Ces décisions, prononcées les 26 janvier et 4 février derniers, émanent du tribunal judiciaire de Paris. Une société civile immobilière, propriétaire d'un appartement dans le 9e arrondissement, ainsi qu'un couple, propriétaires d'un appartement à Montmartre, ont été sanctionnés pour avoir proposé leurs biens à la location touristique sans autorisation, une pratique strictement interdite lorsque le logement n'est pas la résidence principale.
Les amendes décrétées représentent une première dans la capitale depuis la promulgation de la loi Echaniz-Le Meur en novembre 2024, qui vise à renforcer la régulation du marché des meublés touristiques. Avant cette législation, les amendes pouvaient aller jusqu'à 50.000 euros. Aujourd'hui, elles deviennent dissuasives, signalant une volonté claire des autorités de mettre un terme à ces pratiques.
Pour la Ville de Paris, ces condamnations marquent un tournant. L'une des propriétaires, qui s'est obstinée à maintenir son appartement sur la plateforme, a également reçu l'ordre de cesser les locations sous peine d'une astreinte de 1.000 euros par jour. "Notre objectif est de protéger les habitants et de garantir un accès au logement", insiste Barbara Gomes.

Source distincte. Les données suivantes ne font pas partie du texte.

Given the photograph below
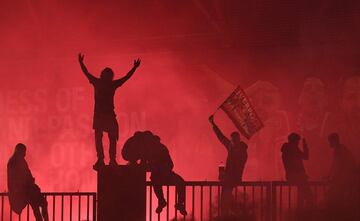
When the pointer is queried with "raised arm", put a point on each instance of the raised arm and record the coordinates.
(305, 152)
(122, 80)
(89, 76)
(223, 139)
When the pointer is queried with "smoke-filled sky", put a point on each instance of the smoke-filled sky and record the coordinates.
(297, 60)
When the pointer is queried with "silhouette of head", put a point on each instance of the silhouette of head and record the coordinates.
(235, 137)
(20, 150)
(107, 74)
(334, 140)
(350, 101)
(313, 95)
(294, 138)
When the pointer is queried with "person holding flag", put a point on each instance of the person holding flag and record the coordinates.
(235, 162)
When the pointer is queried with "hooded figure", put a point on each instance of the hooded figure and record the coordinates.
(154, 155)
(22, 187)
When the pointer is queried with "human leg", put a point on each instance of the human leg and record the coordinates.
(156, 180)
(99, 149)
(179, 182)
(112, 148)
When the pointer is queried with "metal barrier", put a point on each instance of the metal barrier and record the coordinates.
(203, 201)
(285, 199)
(264, 201)
(61, 206)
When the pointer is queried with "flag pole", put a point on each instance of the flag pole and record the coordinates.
(225, 100)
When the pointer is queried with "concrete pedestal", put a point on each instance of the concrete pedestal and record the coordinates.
(122, 193)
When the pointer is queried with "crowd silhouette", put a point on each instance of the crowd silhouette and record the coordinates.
(145, 149)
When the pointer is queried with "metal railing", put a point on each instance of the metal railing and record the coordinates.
(262, 201)
(285, 199)
(203, 201)
(72, 206)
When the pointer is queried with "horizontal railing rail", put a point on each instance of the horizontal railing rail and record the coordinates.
(204, 200)
(260, 200)
(72, 206)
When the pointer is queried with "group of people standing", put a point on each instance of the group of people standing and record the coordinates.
(146, 149)
(342, 176)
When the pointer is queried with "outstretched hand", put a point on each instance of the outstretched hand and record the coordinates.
(304, 142)
(137, 62)
(81, 57)
(211, 119)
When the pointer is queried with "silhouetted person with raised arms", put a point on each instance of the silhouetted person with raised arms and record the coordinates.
(104, 115)
(22, 187)
(154, 155)
(293, 159)
(342, 193)
(235, 162)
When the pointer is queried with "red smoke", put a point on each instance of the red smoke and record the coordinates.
(193, 55)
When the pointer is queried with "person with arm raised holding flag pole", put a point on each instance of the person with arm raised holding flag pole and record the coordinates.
(235, 162)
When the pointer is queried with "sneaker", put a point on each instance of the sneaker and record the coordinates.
(161, 205)
(181, 208)
(99, 164)
(113, 163)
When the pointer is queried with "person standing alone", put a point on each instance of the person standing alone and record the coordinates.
(104, 115)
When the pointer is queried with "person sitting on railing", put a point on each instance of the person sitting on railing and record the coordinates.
(295, 172)
(146, 147)
(235, 162)
(22, 187)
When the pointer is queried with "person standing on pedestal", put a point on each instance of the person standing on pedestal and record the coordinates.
(104, 115)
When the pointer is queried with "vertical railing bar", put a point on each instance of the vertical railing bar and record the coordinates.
(315, 194)
(219, 201)
(168, 202)
(273, 201)
(79, 215)
(54, 207)
(201, 202)
(28, 212)
(176, 201)
(280, 201)
(70, 207)
(253, 196)
(94, 196)
(62, 207)
(289, 199)
(2, 208)
(244, 195)
(87, 207)
(193, 202)
(262, 202)
(236, 189)
(210, 205)
(268, 201)
(150, 206)
(10, 214)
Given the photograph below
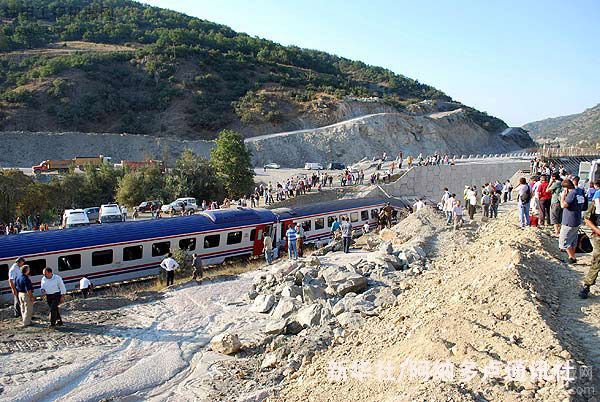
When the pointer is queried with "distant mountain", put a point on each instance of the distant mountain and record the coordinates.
(121, 66)
(576, 129)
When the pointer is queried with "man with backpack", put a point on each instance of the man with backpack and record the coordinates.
(523, 198)
(592, 220)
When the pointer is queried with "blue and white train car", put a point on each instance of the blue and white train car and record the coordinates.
(130, 250)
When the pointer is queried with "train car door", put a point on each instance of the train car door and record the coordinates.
(259, 240)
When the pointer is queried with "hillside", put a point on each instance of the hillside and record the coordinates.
(120, 66)
(576, 129)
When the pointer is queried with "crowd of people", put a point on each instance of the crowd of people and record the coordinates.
(561, 202)
(30, 223)
(51, 286)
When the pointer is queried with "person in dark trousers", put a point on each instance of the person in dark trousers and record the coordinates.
(346, 234)
(198, 265)
(13, 274)
(25, 289)
(54, 289)
(169, 265)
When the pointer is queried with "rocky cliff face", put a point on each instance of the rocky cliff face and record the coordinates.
(451, 132)
(349, 141)
(577, 129)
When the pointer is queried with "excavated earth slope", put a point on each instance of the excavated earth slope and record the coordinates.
(496, 318)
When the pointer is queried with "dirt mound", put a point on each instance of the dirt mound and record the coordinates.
(483, 323)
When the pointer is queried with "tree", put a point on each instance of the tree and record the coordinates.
(232, 163)
(141, 185)
(13, 187)
(193, 176)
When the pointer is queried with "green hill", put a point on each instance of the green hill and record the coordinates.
(120, 66)
(582, 129)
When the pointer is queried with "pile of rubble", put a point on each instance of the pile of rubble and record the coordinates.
(315, 302)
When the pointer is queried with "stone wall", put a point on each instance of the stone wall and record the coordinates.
(429, 181)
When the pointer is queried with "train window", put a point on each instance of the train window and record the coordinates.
(330, 220)
(3, 272)
(161, 248)
(133, 253)
(103, 257)
(69, 262)
(36, 267)
(234, 237)
(212, 241)
(187, 244)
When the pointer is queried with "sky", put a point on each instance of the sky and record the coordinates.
(520, 61)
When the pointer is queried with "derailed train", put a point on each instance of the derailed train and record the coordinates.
(130, 250)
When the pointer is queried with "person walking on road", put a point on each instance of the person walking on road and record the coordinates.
(25, 290)
(169, 265)
(54, 289)
(555, 189)
(291, 237)
(592, 220)
(198, 266)
(545, 198)
(448, 206)
(571, 220)
(268, 249)
(299, 239)
(13, 273)
(523, 199)
(346, 234)
(86, 287)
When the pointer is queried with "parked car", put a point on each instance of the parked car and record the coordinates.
(336, 166)
(148, 206)
(93, 214)
(73, 218)
(313, 166)
(189, 204)
(110, 213)
(272, 166)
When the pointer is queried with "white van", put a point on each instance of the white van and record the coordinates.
(176, 206)
(110, 213)
(313, 166)
(74, 217)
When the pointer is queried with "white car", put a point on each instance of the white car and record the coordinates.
(313, 166)
(73, 218)
(176, 206)
(272, 166)
(110, 213)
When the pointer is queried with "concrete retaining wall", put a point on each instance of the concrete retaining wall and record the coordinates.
(429, 181)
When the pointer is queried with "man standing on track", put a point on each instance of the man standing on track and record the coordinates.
(592, 219)
(25, 289)
(291, 236)
(198, 265)
(170, 265)
(54, 289)
(346, 234)
(13, 273)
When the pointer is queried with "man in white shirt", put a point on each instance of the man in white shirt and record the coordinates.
(85, 286)
(170, 265)
(54, 288)
(448, 206)
(418, 205)
(13, 273)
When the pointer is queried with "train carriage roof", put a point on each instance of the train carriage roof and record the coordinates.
(55, 240)
(335, 206)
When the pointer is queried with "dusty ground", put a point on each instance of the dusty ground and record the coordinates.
(493, 306)
(498, 309)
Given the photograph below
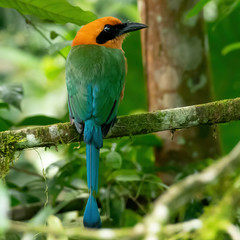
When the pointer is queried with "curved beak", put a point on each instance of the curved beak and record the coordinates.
(130, 27)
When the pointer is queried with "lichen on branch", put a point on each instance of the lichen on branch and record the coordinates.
(170, 119)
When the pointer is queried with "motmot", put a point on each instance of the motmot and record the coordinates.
(95, 79)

D'autres villes françaises, comme Marseille, suivent cette tendance avec des condamnations similaires. Deux propriétaires y ont récemment été sanctionnés pour l'exploitation de 23 meublés touristiques non déclarés, écopant d'amendes de 171.000 euros et 40.000 euros. Selon les experts, ces décisions devraient inciter d'autres villes à renforcer leur régulation et à mieux encadrer le marché des locations temporaires.

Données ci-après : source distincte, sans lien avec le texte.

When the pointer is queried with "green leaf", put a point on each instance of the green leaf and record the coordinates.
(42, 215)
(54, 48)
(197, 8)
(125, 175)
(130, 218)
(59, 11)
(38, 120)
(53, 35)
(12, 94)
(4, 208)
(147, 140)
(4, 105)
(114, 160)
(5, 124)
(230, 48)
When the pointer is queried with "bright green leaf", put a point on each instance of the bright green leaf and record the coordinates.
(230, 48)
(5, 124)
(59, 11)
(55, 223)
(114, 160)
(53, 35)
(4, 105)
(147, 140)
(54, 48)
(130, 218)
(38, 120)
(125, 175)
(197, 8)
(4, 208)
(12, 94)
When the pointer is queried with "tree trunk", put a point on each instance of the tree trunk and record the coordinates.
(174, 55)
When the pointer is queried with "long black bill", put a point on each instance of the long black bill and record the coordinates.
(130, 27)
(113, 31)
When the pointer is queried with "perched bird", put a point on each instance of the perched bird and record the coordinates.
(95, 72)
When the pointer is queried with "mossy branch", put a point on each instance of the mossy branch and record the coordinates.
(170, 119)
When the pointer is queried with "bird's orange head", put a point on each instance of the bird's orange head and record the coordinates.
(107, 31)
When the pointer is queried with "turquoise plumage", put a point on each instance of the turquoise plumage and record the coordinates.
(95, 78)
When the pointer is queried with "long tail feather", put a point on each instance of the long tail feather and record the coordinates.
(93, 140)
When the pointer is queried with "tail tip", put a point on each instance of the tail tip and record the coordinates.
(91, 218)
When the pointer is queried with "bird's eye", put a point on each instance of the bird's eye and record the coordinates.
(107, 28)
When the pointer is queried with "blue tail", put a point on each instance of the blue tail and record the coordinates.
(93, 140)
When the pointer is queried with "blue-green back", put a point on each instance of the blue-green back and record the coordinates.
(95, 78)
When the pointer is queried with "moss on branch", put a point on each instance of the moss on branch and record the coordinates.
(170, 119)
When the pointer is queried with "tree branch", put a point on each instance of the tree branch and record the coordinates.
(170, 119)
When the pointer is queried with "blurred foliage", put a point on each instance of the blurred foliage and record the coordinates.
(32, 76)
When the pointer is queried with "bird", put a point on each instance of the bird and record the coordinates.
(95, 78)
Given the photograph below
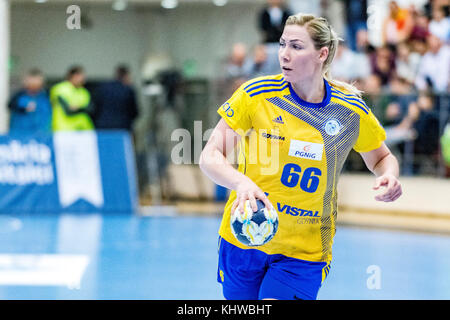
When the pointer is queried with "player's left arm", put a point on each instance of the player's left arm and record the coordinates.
(385, 167)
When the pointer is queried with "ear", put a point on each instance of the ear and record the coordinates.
(323, 54)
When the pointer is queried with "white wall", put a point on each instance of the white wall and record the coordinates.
(40, 38)
(204, 33)
(4, 65)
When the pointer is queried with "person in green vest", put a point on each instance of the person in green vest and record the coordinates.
(71, 102)
(445, 146)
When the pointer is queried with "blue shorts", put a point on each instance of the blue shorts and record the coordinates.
(251, 274)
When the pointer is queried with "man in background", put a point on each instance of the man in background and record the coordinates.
(115, 102)
(272, 19)
(30, 106)
(72, 105)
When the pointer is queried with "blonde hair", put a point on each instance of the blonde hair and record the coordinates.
(323, 35)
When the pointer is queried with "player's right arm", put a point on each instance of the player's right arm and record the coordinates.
(213, 162)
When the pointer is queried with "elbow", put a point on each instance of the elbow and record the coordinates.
(202, 160)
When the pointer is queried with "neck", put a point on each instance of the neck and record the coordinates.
(311, 89)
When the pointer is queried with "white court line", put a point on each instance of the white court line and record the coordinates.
(42, 269)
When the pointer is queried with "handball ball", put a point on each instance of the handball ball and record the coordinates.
(254, 228)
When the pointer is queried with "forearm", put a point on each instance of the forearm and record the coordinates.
(387, 165)
(215, 165)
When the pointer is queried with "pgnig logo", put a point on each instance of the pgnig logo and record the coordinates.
(228, 110)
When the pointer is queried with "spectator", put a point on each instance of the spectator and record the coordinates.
(350, 66)
(261, 63)
(234, 67)
(445, 146)
(30, 107)
(356, 20)
(362, 42)
(272, 19)
(406, 63)
(383, 64)
(115, 102)
(419, 30)
(71, 102)
(434, 68)
(426, 124)
(397, 26)
(440, 23)
(375, 96)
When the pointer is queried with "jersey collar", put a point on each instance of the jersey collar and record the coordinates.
(304, 103)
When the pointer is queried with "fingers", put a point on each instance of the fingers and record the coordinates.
(393, 190)
(381, 181)
(262, 196)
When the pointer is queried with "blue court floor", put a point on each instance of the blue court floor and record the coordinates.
(131, 257)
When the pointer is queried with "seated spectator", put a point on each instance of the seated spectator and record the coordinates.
(445, 146)
(71, 102)
(363, 44)
(426, 124)
(397, 26)
(30, 107)
(406, 62)
(261, 63)
(440, 23)
(383, 64)
(348, 65)
(272, 19)
(234, 67)
(419, 30)
(433, 72)
(115, 102)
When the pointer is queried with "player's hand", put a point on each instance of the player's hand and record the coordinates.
(393, 188)
(248, 190)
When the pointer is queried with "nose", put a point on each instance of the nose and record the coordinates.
(284, 54)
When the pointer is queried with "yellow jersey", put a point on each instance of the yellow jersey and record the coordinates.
(294, 151)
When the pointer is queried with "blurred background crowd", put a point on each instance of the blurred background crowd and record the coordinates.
(402, 65)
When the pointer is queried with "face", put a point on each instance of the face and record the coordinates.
(78, 79)
(34, 83)
(298, 57)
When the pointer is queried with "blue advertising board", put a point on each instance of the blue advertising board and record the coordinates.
(68, 172)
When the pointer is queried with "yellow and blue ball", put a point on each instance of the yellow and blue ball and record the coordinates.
(254, 228)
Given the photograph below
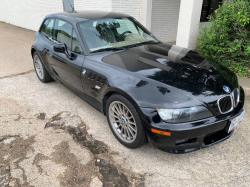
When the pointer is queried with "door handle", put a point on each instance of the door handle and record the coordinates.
(49, 52)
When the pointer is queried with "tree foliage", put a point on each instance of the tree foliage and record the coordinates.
(227, 39)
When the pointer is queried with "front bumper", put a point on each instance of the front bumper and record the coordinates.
(191, 136)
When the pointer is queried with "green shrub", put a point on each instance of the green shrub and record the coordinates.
(227, 39)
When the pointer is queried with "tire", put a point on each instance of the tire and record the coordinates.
(41, 71)
(125, 121)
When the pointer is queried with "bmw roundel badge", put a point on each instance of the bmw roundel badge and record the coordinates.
(226, 89)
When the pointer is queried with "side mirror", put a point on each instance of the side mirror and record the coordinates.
(60, 48)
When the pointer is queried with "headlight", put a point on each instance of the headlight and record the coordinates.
(184, 114)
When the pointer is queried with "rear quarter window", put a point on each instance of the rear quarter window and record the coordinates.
(47, 28)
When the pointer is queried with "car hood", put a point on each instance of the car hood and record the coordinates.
(176, 67)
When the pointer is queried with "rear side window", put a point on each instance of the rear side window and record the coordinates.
(76, 46)
(63, 33)
(47, 28)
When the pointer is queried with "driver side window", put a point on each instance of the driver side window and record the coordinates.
(63, 33)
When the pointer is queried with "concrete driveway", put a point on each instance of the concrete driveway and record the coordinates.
(50, 137)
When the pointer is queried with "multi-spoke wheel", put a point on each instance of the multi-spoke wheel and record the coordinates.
(38, 67)
(125, 121)
(41, 72)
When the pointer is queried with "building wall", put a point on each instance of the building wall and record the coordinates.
(165, 16)
(30, 13)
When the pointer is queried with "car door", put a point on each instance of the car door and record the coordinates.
(68, 70)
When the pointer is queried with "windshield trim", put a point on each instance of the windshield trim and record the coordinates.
(144, 29)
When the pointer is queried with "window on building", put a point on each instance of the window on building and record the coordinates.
(208, 8)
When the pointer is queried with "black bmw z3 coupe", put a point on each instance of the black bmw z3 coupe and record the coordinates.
(149, 90)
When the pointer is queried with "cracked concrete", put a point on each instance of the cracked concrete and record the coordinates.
(50, 137)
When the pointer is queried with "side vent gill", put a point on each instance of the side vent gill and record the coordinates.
(97, 78)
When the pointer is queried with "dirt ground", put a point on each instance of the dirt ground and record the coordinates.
(50, 137)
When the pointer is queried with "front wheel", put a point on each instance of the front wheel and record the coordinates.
(125, 122)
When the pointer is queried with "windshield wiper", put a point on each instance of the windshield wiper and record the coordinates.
(143, 43)
(108, 49)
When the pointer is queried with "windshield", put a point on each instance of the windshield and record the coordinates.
(114, 33)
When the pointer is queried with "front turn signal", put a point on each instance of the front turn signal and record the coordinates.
(161, 132)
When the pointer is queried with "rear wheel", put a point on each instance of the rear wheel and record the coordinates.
(125, 122)
(41, 71)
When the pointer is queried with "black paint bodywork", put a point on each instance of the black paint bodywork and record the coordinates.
(151, 76)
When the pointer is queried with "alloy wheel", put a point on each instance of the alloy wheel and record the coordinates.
(122, 121)
(38, 67)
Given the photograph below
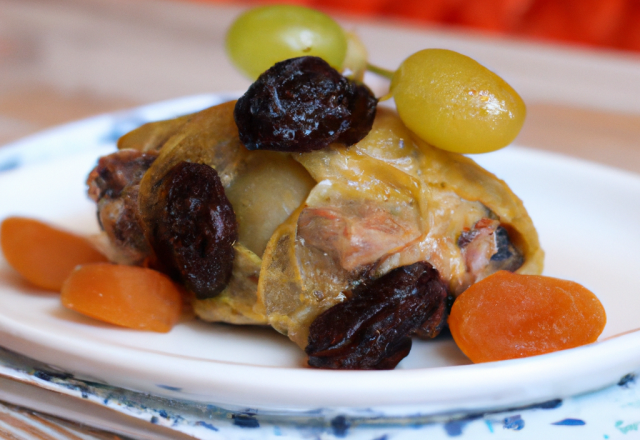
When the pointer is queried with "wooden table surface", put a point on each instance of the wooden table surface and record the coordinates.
(62, 60)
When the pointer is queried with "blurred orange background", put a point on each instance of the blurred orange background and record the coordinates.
(604, 23)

Le combat pour un logement abordable et accessible prend une nouvelle dimension en France, faisant écho à une volonté de mettre fin aux abus liés à l'utilisation commerciale d'appartements privés. Comme l'affirme Barbara Gomes, "nous ne pouvons plus tolérer que le logement soit considéré comme une simple marchandise spéculative". Les récents développements montrent que la justice peut être un allié précieux dans ce combat pour les droits des habitants.